The happy couple? Thanks to K for the rare photo of me — normally, I'm keen to keep myself out of shot!
We returned to the K & W at the cafe with a fun story, a couple of scarfs and with E very happy indeed. An afternoon well spent.
By early evening, it was time to return to the airport. We walked out of the old town through
Hadrian's Gate and rejoined the modern world. We found a taxi almost immediately and headed to the airport where we reclaimed our luggage. I carried an emergency repack, moving my camera into my hold baggage, in anticipation of a possible ban on electronics in carry-on baggage, and we headed over the international terminal to wait for check-in to open.
E, W & K, all of whom were bound for Gatwick on easyJet, discovered that their flight was delayed by at least 15 minutes, while my flight to Birmingham had yet to open. As we stood around waiting, I tried to teach E a few bits of conversational Russian — a lot of the flights were destined for Yekaterinburg or Murmansk — but without much luck. Both our check-in desks were flagged at more or less the same time, but whereas the easyJet queues were enormous, there was no-one waiting for the Brum flight — initially and rather worryingly, the sign claimed the desk for was for Bagdad! — but I subsequently discovered that was because the Thomson coaches bringing people back from resorts down the coast had yet to arrive.
I checked in very quickly and didn't have to put my iPad in my hold baggage — the rules say you're allowed to take it in carry on as long as it's fully charged and can be powered on. We moved through into departures where we ate junk food — I had chips and W had a kebab! — in a sweltering cafe. E and I went to the duty-free to pick up a bottle of scotch for her dad — she had decided, late in the day, that it might not be the best idea in the world to drive back Gatwick to Exeter in the middle of the night while she was recovering from illness, and instead she'd arranged to stay the night with her parents — the complication being, she hadn't told them she was going away, and hence the need to placate her father with booze.

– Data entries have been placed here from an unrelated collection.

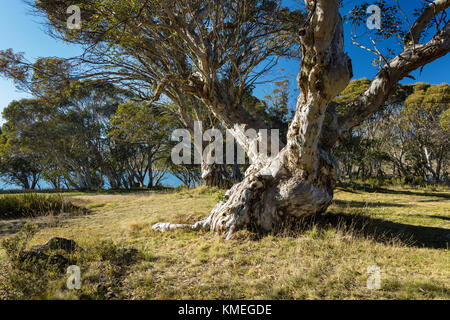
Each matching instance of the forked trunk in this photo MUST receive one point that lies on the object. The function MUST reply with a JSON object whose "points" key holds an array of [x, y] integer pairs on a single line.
{"points": [[300, 180]]}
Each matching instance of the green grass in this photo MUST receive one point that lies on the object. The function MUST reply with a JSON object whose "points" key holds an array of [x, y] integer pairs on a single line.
{"points": [[404, 231], [32, 205]]}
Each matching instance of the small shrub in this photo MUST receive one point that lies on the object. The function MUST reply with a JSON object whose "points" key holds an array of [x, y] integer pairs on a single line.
{"points": [[33, 205]]}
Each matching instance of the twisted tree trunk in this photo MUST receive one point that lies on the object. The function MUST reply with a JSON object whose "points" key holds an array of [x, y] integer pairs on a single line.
{"points": [[300, 180]]}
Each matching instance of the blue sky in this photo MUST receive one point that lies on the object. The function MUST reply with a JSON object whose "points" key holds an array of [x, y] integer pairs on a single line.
{"points": [[23, 32]]}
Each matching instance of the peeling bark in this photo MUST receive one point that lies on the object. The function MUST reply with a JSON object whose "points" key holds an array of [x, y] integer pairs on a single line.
{"points": [[300, 180]]}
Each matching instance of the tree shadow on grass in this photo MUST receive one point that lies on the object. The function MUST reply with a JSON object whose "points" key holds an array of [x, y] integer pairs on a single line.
{"points": [[368, 204], [379, 230], [351, 187]]}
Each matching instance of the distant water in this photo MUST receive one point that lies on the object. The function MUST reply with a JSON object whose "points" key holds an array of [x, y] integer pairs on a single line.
{"points": [[170, 181]]}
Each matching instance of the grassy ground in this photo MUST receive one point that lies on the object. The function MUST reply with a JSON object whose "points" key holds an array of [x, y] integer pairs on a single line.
{"points": [[403, 231]]}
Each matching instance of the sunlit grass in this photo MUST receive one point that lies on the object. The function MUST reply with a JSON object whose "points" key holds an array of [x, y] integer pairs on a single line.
{"points": [[403, 231]]}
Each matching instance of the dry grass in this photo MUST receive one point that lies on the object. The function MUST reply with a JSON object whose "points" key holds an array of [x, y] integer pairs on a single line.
{"points": [[403, 231]]}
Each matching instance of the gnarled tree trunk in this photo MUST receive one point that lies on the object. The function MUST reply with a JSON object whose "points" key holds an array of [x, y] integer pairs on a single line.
{"points": [[300, 180]]}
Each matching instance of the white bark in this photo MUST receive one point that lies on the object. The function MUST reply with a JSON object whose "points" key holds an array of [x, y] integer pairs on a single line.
{"points": [[301, 179]]}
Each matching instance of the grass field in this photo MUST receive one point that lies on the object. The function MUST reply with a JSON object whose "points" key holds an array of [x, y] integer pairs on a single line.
{"points": [[403, 231]]}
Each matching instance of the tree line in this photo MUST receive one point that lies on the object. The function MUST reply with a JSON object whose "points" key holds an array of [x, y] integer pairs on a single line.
{"points": [[98, 136]]}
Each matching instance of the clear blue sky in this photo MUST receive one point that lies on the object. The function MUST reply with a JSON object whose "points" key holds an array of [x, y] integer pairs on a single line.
{"points": [[24, 33]]}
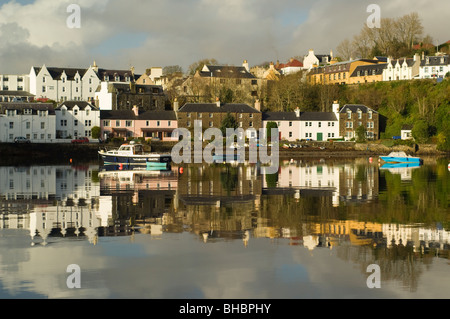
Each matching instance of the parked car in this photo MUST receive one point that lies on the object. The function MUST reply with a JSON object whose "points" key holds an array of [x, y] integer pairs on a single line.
{"points": [[81, 140], [21, 139]]}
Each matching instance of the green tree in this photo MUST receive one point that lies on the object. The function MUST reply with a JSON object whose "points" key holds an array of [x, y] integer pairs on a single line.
{"points": [[96, 132], [269, 127], [361, 134], [421, 131], [228, 122]]}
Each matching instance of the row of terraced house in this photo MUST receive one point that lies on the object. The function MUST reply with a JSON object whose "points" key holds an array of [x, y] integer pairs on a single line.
{"points": [[42, 123], [128, 105]]}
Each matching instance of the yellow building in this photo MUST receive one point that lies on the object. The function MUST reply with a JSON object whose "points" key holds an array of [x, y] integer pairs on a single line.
{"points": [[337, 72]]}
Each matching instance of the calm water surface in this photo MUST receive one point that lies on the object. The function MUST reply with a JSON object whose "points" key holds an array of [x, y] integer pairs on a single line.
{"points": [[223, 231]]}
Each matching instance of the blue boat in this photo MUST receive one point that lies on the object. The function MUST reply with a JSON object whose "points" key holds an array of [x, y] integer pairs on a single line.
{"points": [[134, 154], [401, 157], [226, 158]]}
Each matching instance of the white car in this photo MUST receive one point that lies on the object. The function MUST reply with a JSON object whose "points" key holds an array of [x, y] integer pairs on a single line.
{"points": [[21, 139]]}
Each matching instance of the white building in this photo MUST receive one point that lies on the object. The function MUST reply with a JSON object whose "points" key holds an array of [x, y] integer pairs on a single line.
{"points": [[10, 82], [314, 126], [73, 84], [288, 124], [76, 119], [320, 126], [434, 67], [402, 69], [35, 121], [312, 59]]}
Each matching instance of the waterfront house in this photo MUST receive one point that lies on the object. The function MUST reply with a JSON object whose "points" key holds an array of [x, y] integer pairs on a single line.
{"points": [[212, 114], [74, 84], [76, 119], [433, 67], [123, 96], [312, 60], [35, 121], [138, 123], [352, 116], [401, 69], [212, 80]]}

Leaving the others at their gate, I went downstairs to mine, where my heart sank when I saw the queue. However, when I arrived, I was waved forward immediately with the staff checking the boarding passes saying, to my great surprise, "Hurrah! At last! A gentleman!" and waving me off to the screener. I belatedly realised the additional gate checks were gender segregated and they had a surfeit of women and a shortage of men waiting to be screened. After sitting around in the very stuffy and overheated gate area for what seemed like far too long, it was on to the flight and homeward bound!